Piłkarz wziął ją za rękę i razem poszli do domu. Laura ściskała jego dłoń z całych sił. Czuła się, jakby był jedyną osobą na świecie, która uchroni ją przed gniewem rodziców. Zadziwiające, jak szybko przypadkowa znajomość zaczęła grać tak wielką rolę w ich życiu.

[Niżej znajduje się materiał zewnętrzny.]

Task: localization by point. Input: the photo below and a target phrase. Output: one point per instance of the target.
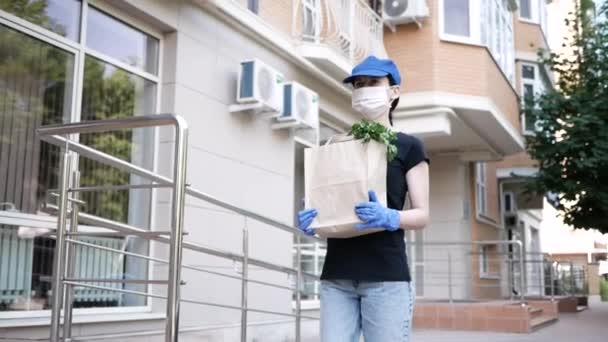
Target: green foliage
(367, 130)
(571, 142)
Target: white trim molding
(516, 172)
(505, 139)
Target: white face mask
(371, 102)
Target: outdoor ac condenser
(300, 108)
(260, 84)
(404, 11)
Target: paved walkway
(590, 325)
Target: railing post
(70, 264)
(572, 289)
(298, 287)
(177, 222)
(552, 276)
(245, 276)
(510, 274)
(351, 30)
(522, 278)
(59, 257)
(541, 276)
(450, 276)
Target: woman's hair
(390, 112)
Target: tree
(571, 140)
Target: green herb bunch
(367, 130)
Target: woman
(365, 284)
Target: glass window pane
(527, 71)
(525, 9)
(128, 44)
(456, 17)
(35, 90)
(59, 16)
(529, 122)
(110, 92)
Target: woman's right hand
(305, 218)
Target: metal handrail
(63, 281)
(128, 167)
(481, 243)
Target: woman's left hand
(376, 215)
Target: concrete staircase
(539, 319)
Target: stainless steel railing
(439, 269)
(63, 280)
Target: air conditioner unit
(300, 108)
(259, 87)
(404, 11)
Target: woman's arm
(418, 187)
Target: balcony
(336, 34)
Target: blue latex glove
(375, 215)
(305, 218)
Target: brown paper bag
(337, 177)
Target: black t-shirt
(378, 256)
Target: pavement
(590, 325)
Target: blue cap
(375, 67)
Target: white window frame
(316, 251)
(312, 7)
(474, 37)
(538, 87)
(489, 36)
(538, 14)
(481, 193)
(484, 264)
(532, 12)
(79, 50)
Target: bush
(604, 290)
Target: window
(488, 262)
(253, 6)
(525, 9)
(532, 86)
(509, 202)
(313, 254)
(59, 16)
(480, 188)
(484, 263)
(456, 18)
(312, 19)
(42, 85)
(481, 22)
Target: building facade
(466, 65)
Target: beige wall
(593, 279)
(278, 14)
(521, 159)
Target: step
(535, 312)
(541, 322)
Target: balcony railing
(350, 28)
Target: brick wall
(278, 14)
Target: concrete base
(498, 316)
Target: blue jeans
(381, 310)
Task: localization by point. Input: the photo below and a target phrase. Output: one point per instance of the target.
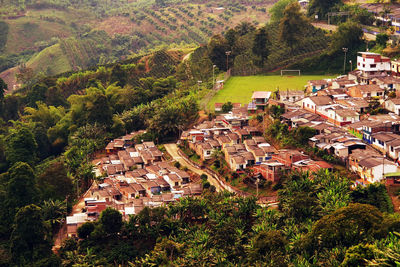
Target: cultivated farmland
(239, 89)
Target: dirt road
(330, 27)
(172, 149)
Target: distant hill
(62, 35)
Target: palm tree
(218, 156)
(54, 212)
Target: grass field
(240, 89)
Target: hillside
(43, 28)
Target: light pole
(214, 75)
(227, 53)
(198, 85)
(345, 49)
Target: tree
(3, 89)
(111, 220)
(20, 145)
(244, 28)
(381, 39)
(358, 255)
(277, 9)
(292, 25)
(348, 35)
(260, 45)
(322, 7)
(346, 227)
(226, 107)
(85, 230)
(373, 194)
(216, 51)
(54, 212)
(267, 245)
(21, 188)
(28, 239)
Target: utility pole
(227, 53)
(198, 85)
(345, 50)
(214, 76)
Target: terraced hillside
(54, 36)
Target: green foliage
(348, 35)
(358, 255)
(28, 238)
(3, 35)
(322, 7)
(261, 45)
(85, 230)
(277, 9)
(346, 226)
(111, 220)
(381, 39)
(373, 194)
(292, 25)
(20, 145)
(226, 107)
(21, 187)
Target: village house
(340, 116)
(218, 107)
(333, 93)
(393, 105)
(380, 140)
(359, 105)
(366, 91)
(260, 99)
(314, 103)
(387, 82)
(288, 157)
(342, 83)
(374, 169)
(271, 170)
(308, 165)
(372, 65)
(316, 85)
(291, 96)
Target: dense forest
(53, 37)
(51, 128)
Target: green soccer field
(240, 89)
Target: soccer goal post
(290, 71)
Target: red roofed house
(260, 98)
(218, 106)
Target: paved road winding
(172, 149)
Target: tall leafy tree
(21, 187)
(29, 241)
(216, 51)
(260, 45)
(3, 89)
(292, 25)
(322, 7)
(20, 145)
(54, 182)
(277, 9)
(111, 220)
(348, 35)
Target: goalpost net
(298, 72)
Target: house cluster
(337, 109)
(380, 12)
(136, 176)
(243, 146)
(364, 146)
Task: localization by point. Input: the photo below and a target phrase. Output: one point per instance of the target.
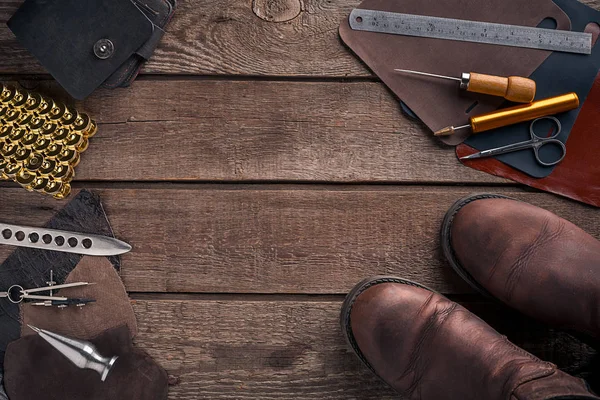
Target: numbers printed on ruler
(470, 31)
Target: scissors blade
(59, 240)
(471, 156)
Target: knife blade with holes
(64, 241)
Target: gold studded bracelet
(41, 141)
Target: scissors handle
(540, 141)
(536, 151)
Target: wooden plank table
(260, 170)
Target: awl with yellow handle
(513, 88)
(516, 114)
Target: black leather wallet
(88, 43)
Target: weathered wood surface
(293, 349)
(213, 130)
(279, 238)
(239, 37)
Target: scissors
(536, 143)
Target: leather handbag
(92, 43)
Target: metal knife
(58, 240)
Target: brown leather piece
(532, 260)
(36, 370)
(427, 347)
(439, 103)
(546, 389)
(111, 309)
(578, 175)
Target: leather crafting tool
(470, 31)
(578, 175)
(516, 114)
(64, 241)
(16, 293)
(135, 375)
(81, 353)
(536, 143)
(439, 104)
(560, 73)
(514, 88)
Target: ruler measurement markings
(473, 31)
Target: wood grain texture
(293, 349)
(279, 239)
(213, 130)
(226, 37)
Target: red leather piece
(578, 175)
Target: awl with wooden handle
(516, 114)
(514, 88)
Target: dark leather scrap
(35, 370)
(31, 267)
(84, 44)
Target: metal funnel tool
(81, 353)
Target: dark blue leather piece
(560, 73)
(61, 35)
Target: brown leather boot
(528, 258)
(429, 348)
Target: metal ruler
(470, 31)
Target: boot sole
(446, 238)
(345, 322)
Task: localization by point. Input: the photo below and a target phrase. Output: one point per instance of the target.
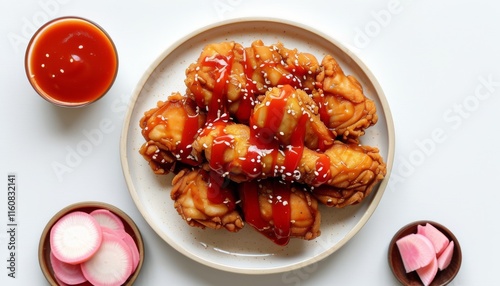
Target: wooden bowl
(442, 277)
(44, 245)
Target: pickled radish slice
(107, 219)
(416, 251)
(127, 238)
(69, 274)
(111, 265)
(428, 273)
(75, 237)
(444, 259)
(438, 239)
(133, 249)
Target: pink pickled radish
(70, 274)
(428, 272)
(111, 264)
(416, 251)
(134, 250)
(438, 239)
(107, 219)
(444, 259)
(75, 237)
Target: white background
(437, 61)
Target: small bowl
(71, 62)
(44, 245)
(442, 277)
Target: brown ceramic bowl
(442, 277)
(44, 246)
(71, 61)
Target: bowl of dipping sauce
(71, 62)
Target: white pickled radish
(75, 237)
(416, 251)
(111, 265)
(133, 249)
(69, 274)
(428, 272)
(444, 259)
(437, 238)
(108, 219)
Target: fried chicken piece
(342, 105)
(291, 116)
(352, 180)
(169, 130)
(227, 78)
(204, 200)
(280, 211)
(231, 151)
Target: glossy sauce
(263, 145)
(279, 230)
(71, 62)
(219, 191)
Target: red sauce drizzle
(279, 232)
(219, 191)
(323, 170)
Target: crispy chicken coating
(203, 200)
(292, 116)
(169, 130)
(342, 105)
(228, 77)
(229, 149)
(352, 180)
(280, 211)
(263, 135)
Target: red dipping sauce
(71, 62)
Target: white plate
(246, 251)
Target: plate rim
(268, 270)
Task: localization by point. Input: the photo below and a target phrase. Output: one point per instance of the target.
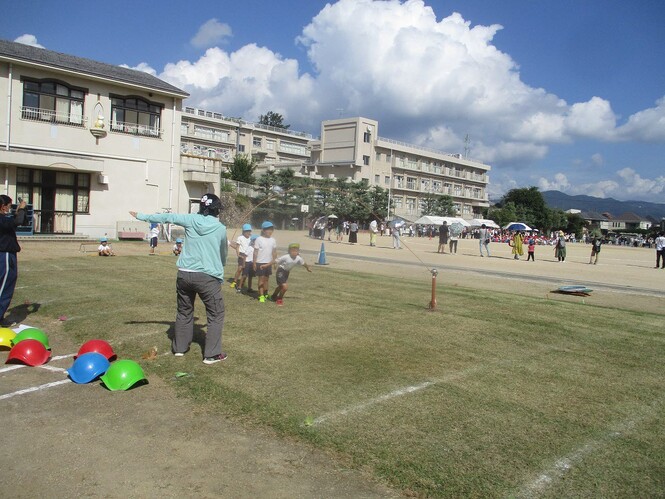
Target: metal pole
(432, 304)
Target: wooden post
(432, 304)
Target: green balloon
(122, 375)
(32, 333)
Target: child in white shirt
(284, 265)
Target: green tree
(576, 224)
(273, 119)
(242, 169)
(529, 197)
(438, 205)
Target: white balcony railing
(51, 116)
(136, 129)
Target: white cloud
(592, 119)
(559, 183)
(647, 125)
(426, 80)
(28, 39)
(210, 33)
(141, 66)
(627, 184)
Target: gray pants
(188, 285)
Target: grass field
(492, 395)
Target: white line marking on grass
(53, 368)
(11, 368)
(60, 357)
(34, 389)
(561, 466)
(364, 405)
(398, 393)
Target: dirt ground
(69, 440)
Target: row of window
(57, 102)
(409, 204)
(429, 166)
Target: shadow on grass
(199, 333)
(20, 313)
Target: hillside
(557, 199)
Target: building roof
(630, 217)
(34, 55)
(593, 215)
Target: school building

Gdy weszli do salonu, Marca ogarnęło złe przeczucie. Przestał wątpić w to, co powiedział Laurze, że będzie dobrze. A wszystko to tylko dla tego, że zobaczył jej rodziców. To nie widok mamy Hiszpanki, a jej ojca, tak na niego podziałał. Mężczyzna tylko podniósł się z kanapy, a miało się wrażenie, jakby jego osoba wypełniła całe pomieszczenie. Czuć było od niego siłę i pewność siebie. To on rządził i nikt nie miał co to tego żadnych wątpliwości.

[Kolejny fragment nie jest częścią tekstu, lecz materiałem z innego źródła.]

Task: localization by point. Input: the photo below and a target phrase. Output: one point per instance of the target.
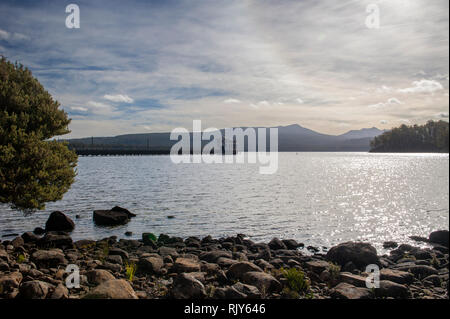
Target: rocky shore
(39, 265)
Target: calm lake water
(319, 199)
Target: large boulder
(48, 258)
(56, 240)
(238, 270)
(263, 281)
(98, 276)
(397, 276)
(150, 265)
(391, 289)
(439, 237)
(57, 221)
(186, 265)
(186, 286)
(110, 218)
(34, 289)
(348, 291)
(213, 256)
(360, 254)
(112, 289)
(10, 281)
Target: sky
(153, 66)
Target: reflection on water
(317, 198)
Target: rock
(349, 267)
(84, 243)
(30, 237)
(110, 266)
(150, 264)
(361, 254)
(390, 245)
(4, 255)
(317, 266)
(58, 221)
(39, 231)
(34, 289)
(56, 240)
(120, 252)
(10, 281)
(115, 259)
(420, 271)
(348, 291)
(233, 293)
(290, 243)
(397, 276)
(60, 292)
(98, 276)
(48, 258)
(186, 265)
(237, 271)
(4, 267)
(112, 289)
(185, 286)
(110, 218)
(391, 289)
(276, 244)
(263, 264)
(226, 262)
(263, 281)
(439, 237)
(435, 280)
(17, 242)
(419, 239)
(212, 256)
(352, 279)
(249, 291)
(325, 276)
(168, 251)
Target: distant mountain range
(292, 138)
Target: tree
(33, 169)
(431, 137)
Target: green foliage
(334, 270)
(130, 269)
(431, 137)
(33, 169)
(296, 280)
(20, 259)
(435, 261)
(149, 238)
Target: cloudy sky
(148, 66)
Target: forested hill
(431, 137)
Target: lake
(319, 199)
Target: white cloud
(441, 115)
(4, 35)
(384, 89)
(98, 105)
(391, 101)
(79, 108)
(423, 86)
(119, 98)
(232, 101)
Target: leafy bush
(33, 169)
(130, 269)
(296, 280)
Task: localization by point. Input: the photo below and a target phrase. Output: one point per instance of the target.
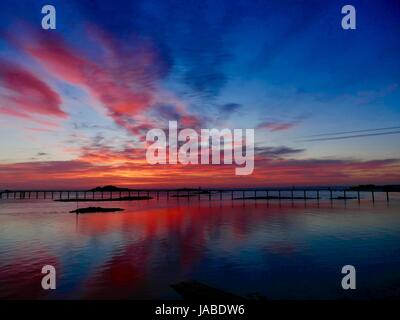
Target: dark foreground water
(280, 250)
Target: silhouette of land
(106, 199)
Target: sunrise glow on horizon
(76, 102)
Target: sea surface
(275, 249)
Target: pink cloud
(121, 79)
(276, 126)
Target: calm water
(280, 250)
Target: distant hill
(109, 188)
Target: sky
(76, 102)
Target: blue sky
(287, 69)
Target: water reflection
(280, 249)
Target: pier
(329, 193)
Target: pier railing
(211, 193)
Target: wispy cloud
(26, 96)
(351, 134)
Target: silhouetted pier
(330, 193)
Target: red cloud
(25, 95)
(121, 78)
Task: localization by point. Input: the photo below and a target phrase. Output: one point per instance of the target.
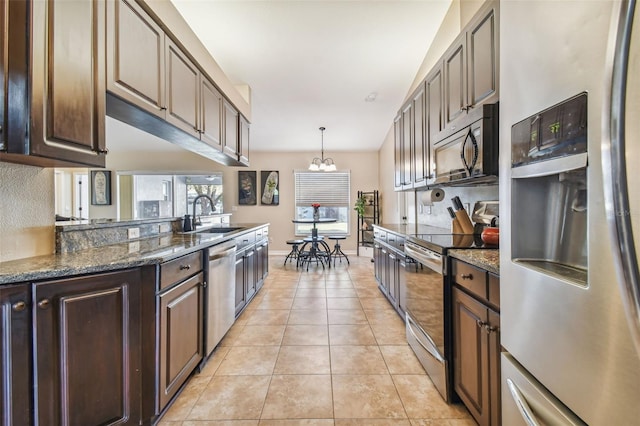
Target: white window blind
(331, 190)
(327, 189)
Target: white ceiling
(312, 63)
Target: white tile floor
(321, 347)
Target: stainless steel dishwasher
(220, 294)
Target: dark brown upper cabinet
(398, 153)
(56, 84)
(211, 114)
(136, 57)
(463, 79)
(471, 67)
(230, 138)
(420, 147)
(407, 146)
(183, 91)
(155, 85)
(243, 140)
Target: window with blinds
(331, 191)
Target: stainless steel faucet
(195, 200)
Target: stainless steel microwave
(469, 156)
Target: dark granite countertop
(412, 228)
(487, 259)
(130, 254)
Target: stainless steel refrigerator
(570, 212)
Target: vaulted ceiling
(314, 63)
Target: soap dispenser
(187, 224)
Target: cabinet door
(15, 376)
(262, 263)
(471, 355)
(68, 81)
(494, 368)
(87, 346)
(407, 141)
(243, 142)
(210, 114)
(435, 113)
(181, 342)
(420, 150)
(183, 90)
(136, 57)
(455, 80)
(240, 292)
(397, 153)
(483, 66)
(230, 146)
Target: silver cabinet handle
(521, 403)
(615, 176)
(19, 306)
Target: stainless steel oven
(426, 302)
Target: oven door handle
(433, 350)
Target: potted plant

- Dzień dobry państwu - nie zabrzmiało to tak pewnie, jak sobie zaplanował. Wszystko przez tego jej ojca. Onieśmielił go samym spojrzeniem na ich splecione dłonie. Gdy Laura zrozumiała, na co on patrzy, od razu puściła jego rękę, a Marc poczuł się jeszcze mniejszy niż przed sekundą. Razem mieli większe szanse,by przetrwać tę konfrontację.
- Dzień dobry - mama Laury posłała mu szeroki uśmiech. Miał jednak wrażenie, że jej aprobata nie ma w tym domu żadnego znaczenia.
- Siadajcie - mocny głos idealnie pasował do ojca dziewczyny.
Laura bez słowa klapnęła na kanapę znajdującą się na przeciwko tej, na której siedzieli jej rodzice. Pociągnęła go za dłoń i opadł na poduszki tuż obok Hiszpanki. Spojrzała na niego przerażona i otworzyła usta, jednak nie wydobył się z nich żaden dźwięk. Piłkarz domyślił się, co właśnie planowała zrobić.
- Marc Bartra Aregall - posłał im uśmiech numer trzy. Ten taki specjalnie zarezerwowany dla rodziców jego dziewczyny. Nie do końca nimi byli, ale miał nadzieję, że podziała.
- Oscar Terras Menez, a to moja żona Valeria.
Nie podziałał. Piłkarz postanowił się nie poddawać. Niby to nie mieli być jego teściowie, ale postawił sobie na cel, że ten zgorzkniały i władczy mężczyzna się do niego uśmiechnie.
- Lauro, może wytłumaczysz nam cel wizyty tego młodzieńca w naszym domu? Za dwie godziny mam spotkanie w biurze i byłbym wdzięczny, gdybyś wysłowiła się do tego czasu.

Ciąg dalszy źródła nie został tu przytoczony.